Walz declares emergency, brings in police backup from Ohio and Nebraska as Chauvin verdict looms

Gov. Tim Walz has declared a state of emergency in the seven-county Twin Cities Metro and is bringing in police backup from Ohio and Nebraska as a verdict in the Derek Chauvin trial nears.

"We can’t live like this. We simply can’t. But we can’t have thousands of businesses burned and people put at risk," Walz said at a Monday evening news conference when asked about the security strategy.

Walz and the mayors of Minneapolis and St. Paul said they would not order curfews for the entire week as the verdict looms. Curfews are likely on the city level on a day-by-day basis, not preemptively, a spokesman for the governor later said.

Walz is also asking the state Legislature to free up millions of dollars in emergency security funding.

Monday afternoon, the Minnesota Senate quickly passed $9 million in emergency funding to deal with unrest in the Twin Cities, with Republicans saying it was needed to keep the peace.

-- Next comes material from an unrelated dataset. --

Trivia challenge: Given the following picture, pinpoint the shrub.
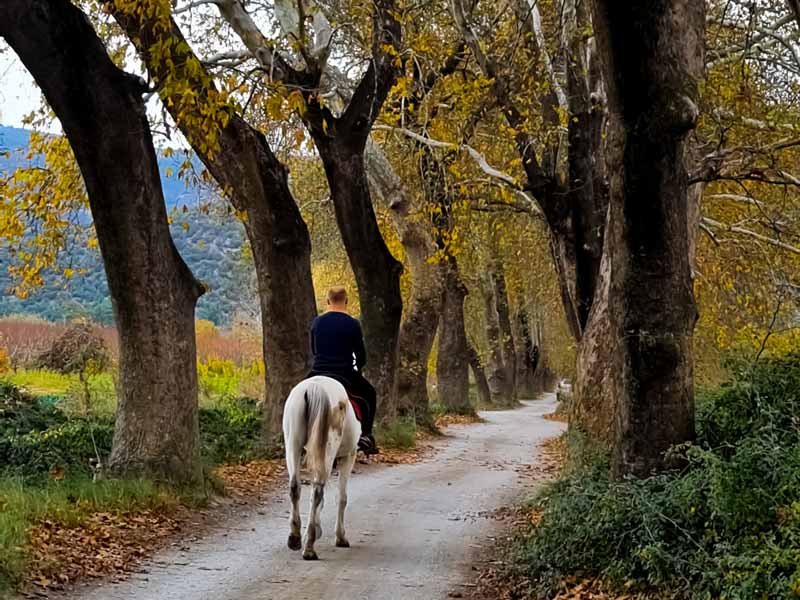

Democrats who control the Minnesota House did not immediately say if they would take up the same legislation Monday. Some House Democrats have opposed police funding earlier this session without additional police accountability measures, and Walz acknowledged it would be a "pretty hard" vote for them.

The Senate bill, which passed 48-19, includes $2.75 million to reimburse other states that send troopers into Minnesota.

The measure also includes $6.3 million to pay Minnesota State Patrol trooper overtime and other costs associated with the massive deployment to the Twin Cities. Troopers have been sent to Brooklyn Center after the police killing of a Black man, Daunte Wright, last week. There is also a heavy presence in Minneapolis and St. Paul for the end of the Derek Chauvin murder trial this week.

"This is to make sure the police have resources they need to make the streets safer for all of us," said Gazelka, R-East Gull Lake.

In a statement, House Speaker Melissa Hortman said she has agreed to move civil unrest emergency funding in the House but said discussions were ongoing.

"We need sufficient law enforcement personnel to respond if individuals again seek to take advantage of any civil unrest to commit criminal acts," said Hortman, DFL-Brooklyn Park. "At the same time, I remain concerned that individuals must have the opportunity to exercise their First Amendment rights to peacefully protest and to provide media coverage of public events."

During Monday's floor debate, Senate Republicans defeated an attempt by Democrats to tighten restrictions on how police can respond to civil unrest. Some Democrats and activists have fiercely opposed police use of tear gas and other munitions over the past week.

Meanwhile, President Joe Biden is considering whether to address the nation once a verdict is read, the Associated Press reported.

Walz said he had not spoken with the president but said it would be "helpful" if Biden addressed the country to ask for calm. Other states are also seeing unrest, the governor noted.